Paul Tudor Jones posed for a magazine photograph next to a killer shark and happily declared that a 1929-style crash would be “total rock-and-roll” for him. Michael Steinhardt was capable of reducing more money than god underlings to sobs. Jones set out to see whether he could translate the chart watchers’ advice into investment profits. But it was the structure of his fund that was truly innovative.

Yet they managed risk better than banks, investment banks, insurers, and so on—and they did so without a safety net from taxpayers. Wealthy, powerful, and potentially dangerous, hedge fund moguls have become the It Boys of twenty-first ­century capitalism. Ken Griffin of Citadel started out trading convertible bonds from his dorm room at Harvard. Julian Robertson staffed his hedge fund with college athletes half his age, then he flew them to various retreats in the Rockies and raced them up the mountains.

Their innovation has transformed the world, spawning new markets in exotic financial instruments and rewriting the rules of capitalism. The result appears to defy a basic rule of investing, which is that you can only earn higher returns by assuming higher risk. The hedged investor earns a third more, even though he has assumed less market risk and less stock-selection risk. THE DISINTEGRATION OF EUROPE THAT JONES HAD WITNESSED, first in Germany and then in Spain, was an extreme version of the turmoil in his own country. The America of The Great Gatsby had given way to the America of John Steinbeck’s The Grapes of Wrath; the Jazz Age had given way to the Depression.
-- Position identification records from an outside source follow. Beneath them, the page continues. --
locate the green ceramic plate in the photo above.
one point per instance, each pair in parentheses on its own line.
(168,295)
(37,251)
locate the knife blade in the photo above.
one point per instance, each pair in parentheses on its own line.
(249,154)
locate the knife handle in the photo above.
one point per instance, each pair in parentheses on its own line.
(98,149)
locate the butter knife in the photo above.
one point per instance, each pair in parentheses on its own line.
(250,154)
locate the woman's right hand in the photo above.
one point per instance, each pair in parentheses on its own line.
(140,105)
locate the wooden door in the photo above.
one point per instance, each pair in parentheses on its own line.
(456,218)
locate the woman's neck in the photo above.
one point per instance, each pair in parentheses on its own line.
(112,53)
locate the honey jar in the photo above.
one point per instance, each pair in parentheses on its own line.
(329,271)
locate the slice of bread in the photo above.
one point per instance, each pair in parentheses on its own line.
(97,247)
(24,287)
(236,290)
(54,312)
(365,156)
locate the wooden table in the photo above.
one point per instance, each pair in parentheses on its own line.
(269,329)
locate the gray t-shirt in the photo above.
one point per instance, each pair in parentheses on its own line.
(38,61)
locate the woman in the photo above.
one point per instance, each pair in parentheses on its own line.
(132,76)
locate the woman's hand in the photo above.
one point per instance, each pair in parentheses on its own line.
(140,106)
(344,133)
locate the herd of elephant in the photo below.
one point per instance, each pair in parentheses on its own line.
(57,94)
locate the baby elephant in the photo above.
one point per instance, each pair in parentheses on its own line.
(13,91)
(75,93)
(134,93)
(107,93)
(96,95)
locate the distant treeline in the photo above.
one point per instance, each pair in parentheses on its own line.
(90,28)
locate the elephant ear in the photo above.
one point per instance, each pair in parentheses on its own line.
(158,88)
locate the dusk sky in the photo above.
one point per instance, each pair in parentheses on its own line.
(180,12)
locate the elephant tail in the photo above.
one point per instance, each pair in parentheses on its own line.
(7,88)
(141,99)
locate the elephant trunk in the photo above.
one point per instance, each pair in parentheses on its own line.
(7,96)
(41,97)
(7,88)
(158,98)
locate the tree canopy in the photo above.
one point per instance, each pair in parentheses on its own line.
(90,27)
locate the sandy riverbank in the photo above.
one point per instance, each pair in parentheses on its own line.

Where Does The Money Come From?

Still, given the advantages of the hedged format, the question was why other fund managers failed to emulate it. Pierpont Morgan had accumulated a fortune of $1.4 billion in today’s dollars, earning the nickname Jupiter because of his godlike power over Wall Street. But in the bubbly first years of this century, the top hedge-fund managers amassed forex in a couple of years of trading. They earned more— vastly more—than the captains of Wall Street’s mightiest investment banks and eclipsed even private-equity barons. In 2006 Goldman Sachs awarded its chief executive, Lloyd C. Blankfein, an unprecedented $54 million, but the bottom guy on Alpha magazine’s list of the top twenty-five hedge-fund earners reportedly took home $240 million. That same year, the leading private-equity partnership, Blackstone Group, rewarded its boss, Stephen Schwarzman, with just under $400 million. But the top three hedge-fund moguls each were said to have earned more than $1 billion.³ The compensation formula devised by Jones conjured up hundreds of fast fortunes, not to mention hundreds of fast cars in the suburbs of Connecticut.